Qualcuno avrà responsabilità.
«Se io, da autore tv, mandassi in onda una castroneria verrei licenziato. Se lei scrivesse una castroneria perderebbe il lavoro. Beh, qualcuno si dovrebbe domandare quante castronerie ha commesso in questa vicenda e poi...».
Poi?
«Dovrebbe prendersi le proprie responsabilità. A Outreau, in Francia, c’è stato un caso analogo di isteria collettiva. Sa che ha fatto il magistrato? Si è presentato in tv e ha chiesto scusa per aver sbagliato».
Lei presenterà un conto?
«Non so se lo farò.
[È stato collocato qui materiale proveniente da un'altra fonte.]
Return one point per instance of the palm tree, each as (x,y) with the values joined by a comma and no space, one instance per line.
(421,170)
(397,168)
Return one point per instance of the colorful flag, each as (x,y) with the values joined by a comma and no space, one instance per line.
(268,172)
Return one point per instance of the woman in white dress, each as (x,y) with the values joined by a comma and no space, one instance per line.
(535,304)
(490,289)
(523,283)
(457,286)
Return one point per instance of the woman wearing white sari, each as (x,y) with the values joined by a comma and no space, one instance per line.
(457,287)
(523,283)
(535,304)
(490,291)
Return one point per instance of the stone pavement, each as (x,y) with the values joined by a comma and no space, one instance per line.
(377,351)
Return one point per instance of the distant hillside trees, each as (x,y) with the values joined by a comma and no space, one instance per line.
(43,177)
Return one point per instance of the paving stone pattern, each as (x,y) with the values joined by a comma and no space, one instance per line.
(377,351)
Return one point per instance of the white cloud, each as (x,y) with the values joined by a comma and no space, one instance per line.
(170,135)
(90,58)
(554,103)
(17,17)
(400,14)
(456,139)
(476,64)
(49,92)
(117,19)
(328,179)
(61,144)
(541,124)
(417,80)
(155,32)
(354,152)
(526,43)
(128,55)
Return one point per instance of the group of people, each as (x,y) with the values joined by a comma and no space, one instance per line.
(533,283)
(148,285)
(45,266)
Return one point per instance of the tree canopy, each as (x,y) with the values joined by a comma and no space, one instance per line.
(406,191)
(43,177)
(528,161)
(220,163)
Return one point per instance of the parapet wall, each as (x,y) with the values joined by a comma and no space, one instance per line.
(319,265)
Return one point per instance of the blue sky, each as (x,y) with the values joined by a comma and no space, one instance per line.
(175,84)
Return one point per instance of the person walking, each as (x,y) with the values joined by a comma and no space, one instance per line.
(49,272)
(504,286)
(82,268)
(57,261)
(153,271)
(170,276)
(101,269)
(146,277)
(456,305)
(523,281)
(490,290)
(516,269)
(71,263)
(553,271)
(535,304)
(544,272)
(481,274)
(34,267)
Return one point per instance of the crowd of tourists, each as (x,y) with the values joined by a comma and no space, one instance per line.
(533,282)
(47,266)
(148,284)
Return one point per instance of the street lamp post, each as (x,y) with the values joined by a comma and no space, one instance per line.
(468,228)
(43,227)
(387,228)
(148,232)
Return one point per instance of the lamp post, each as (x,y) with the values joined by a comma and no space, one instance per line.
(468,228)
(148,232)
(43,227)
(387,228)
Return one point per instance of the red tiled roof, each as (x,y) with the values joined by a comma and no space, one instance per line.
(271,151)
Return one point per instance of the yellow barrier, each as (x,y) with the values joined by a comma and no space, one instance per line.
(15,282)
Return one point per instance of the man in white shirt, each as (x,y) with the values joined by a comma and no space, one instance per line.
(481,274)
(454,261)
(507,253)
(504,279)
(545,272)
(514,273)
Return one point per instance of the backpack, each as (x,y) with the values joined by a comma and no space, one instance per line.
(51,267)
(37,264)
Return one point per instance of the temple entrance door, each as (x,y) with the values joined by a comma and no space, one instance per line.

Anche se ho perso molti soldi».
Quanto?
«Prima ero in una situazione di solidità economica, ora sono in una situazione di disagio. Ho dovuto vendere la casa di Rignano. L’unico risarcimento che chiederò, però, è quello morale».
L’ha quantificato?
«Non lo voglio in euro. Mi basterebbe sapere che in una società civile come la nostra non esistano più storie di falsi abusi. E che alcune associazioni smettano di sparare nel mucchio in nome della lotta alla pedofilia. Noi di Rignano siamo la punta di un iceberg. C’è gente che ci ha lasciato le penne in carcere, c’è chi è ancora in galera da innocente».
Lei ha mai avuto istinti suicidi?
«Se li ho evitati è stato per merito dei miei figli cui ho sempre pensato che volevamo restituire la dignità del cognome. Poi per gli avvocati dello studio Coppi: fantastici professionisti, ma soprattutto persone speciali».
Gianfranco, sono passati otto anni. Chiuda gli occhi e si lasci andare. Che flash le sono rimasti di questa vicenda?
«Venti carabinieri che una mattina all’ora di colazione suonano alla porta. Mio figlio apre la porta finestra vicino all’entrata e si ritrova un mitra puntato: “Lei stia fermo”».
Il carcere.
«Arrivo a Rebibbia e mi si fa incontro un secondino: “Prego, si accomodi, le ho preparato la suite...”».
I 17 giorni di cella.
«Un piatto di presunte lenticchie e pane incelofanato. Con la mollica faccio piccole torri che diventano i miei familiari più cari».
L’odore del carcere?
«Acari, polvere».
Colori?
«Arancione sbiadito degli armadietti e il marrone delle coperte».
Ha subìto violenze fisiche o psicologiche?
«C’è stato un accanimento sul corpo di mia moglie: le hanno mappato i nei dei seni per verificare i racconti dei bambini. E ha subìto una visita ginecologica dopo che gli avvocati avevano detto di non farla. Cosa cercavano nell’utero di una donna in galera da 16 giorni? Qualcuno me lo deve spiegare».
Gianfranco, ultima domanda. Se un giorno incontrasse una delle mamme che l’hanno accusata cosa le direbbe?
«Una frase che prendo in prestito da mia moglie: “Dei figli bisogna occuparsi, non preoccuparsi”».